Breaking: We Just Found Liquid Oceans On Pluto

The Solar System might be a soggier place than we previously thought - even in the glacially cold reaches of the Kuiper Belt. There, dwarf planet Pluto could be harbouring liquid oceans under a shell of nitrogen ice.

It was thought that the temperature required to maintain a liquid ocean on Pluto was too high for the thick ice to remain unmelted, but Japanese astronomers have found a new possibility: A layer of gas under the ice and above the liquid, insulating the two from each other, and allowing them to coexist.

This could help solve the gravity anomaly detected by the New Horizons probe in the form of the Sputnik Planitia, with its equatorial location and low topography, suggesting a liquid ocean underneath.

A liquid ocean underneath Sputnik Planitia could also explain tectonic features on the planet. And yet, based on Pluto's age and location, scientists expected that all liquid should have frozen solid.

"To maintain an ocean, Pluto needs to retain heat inside. On the other hand, to maintain large variations in its thickness, Pluto's ice shell needs to be cold," the researchers wrote in their paper.

"Here we show ... that the presence of a thin layer of clathrate hydrates (gas hydrates) at the base of the ice shell can explain both the long-term survival of the ocean and the maintenance of shell thickness contrasts."

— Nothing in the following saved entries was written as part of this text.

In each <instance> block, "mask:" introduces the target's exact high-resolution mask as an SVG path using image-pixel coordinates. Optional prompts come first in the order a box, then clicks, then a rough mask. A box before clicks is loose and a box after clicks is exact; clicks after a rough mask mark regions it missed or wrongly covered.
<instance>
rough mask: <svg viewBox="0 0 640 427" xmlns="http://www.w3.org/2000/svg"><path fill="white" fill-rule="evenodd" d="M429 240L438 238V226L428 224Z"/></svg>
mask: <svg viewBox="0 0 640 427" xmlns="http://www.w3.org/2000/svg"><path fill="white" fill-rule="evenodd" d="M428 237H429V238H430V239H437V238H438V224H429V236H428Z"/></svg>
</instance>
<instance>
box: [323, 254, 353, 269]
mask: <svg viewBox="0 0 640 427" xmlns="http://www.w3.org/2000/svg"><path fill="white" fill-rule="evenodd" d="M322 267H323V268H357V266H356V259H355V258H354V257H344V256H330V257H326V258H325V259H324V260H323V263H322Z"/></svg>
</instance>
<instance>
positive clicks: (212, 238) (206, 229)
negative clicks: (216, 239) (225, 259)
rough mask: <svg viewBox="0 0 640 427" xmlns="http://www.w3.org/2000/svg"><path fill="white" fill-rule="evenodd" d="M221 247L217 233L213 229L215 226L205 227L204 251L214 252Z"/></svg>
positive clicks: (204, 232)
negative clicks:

The team hypothesised that a gas hydrate layer - a solid, ice-like form of water with gas trapped in a lattice made of its molecules, also called a clathrate - was responsible. But obviously we can't just nip over to Pluto to check things out, so they relied on computer simulations.

Starting 4.6 billion years ago, the age of the Solar System, the researchers simulated the evolution of Pluto, both with and without a gas hydrate layer between the icy shell that covers the Planitia, and the ocean beneath.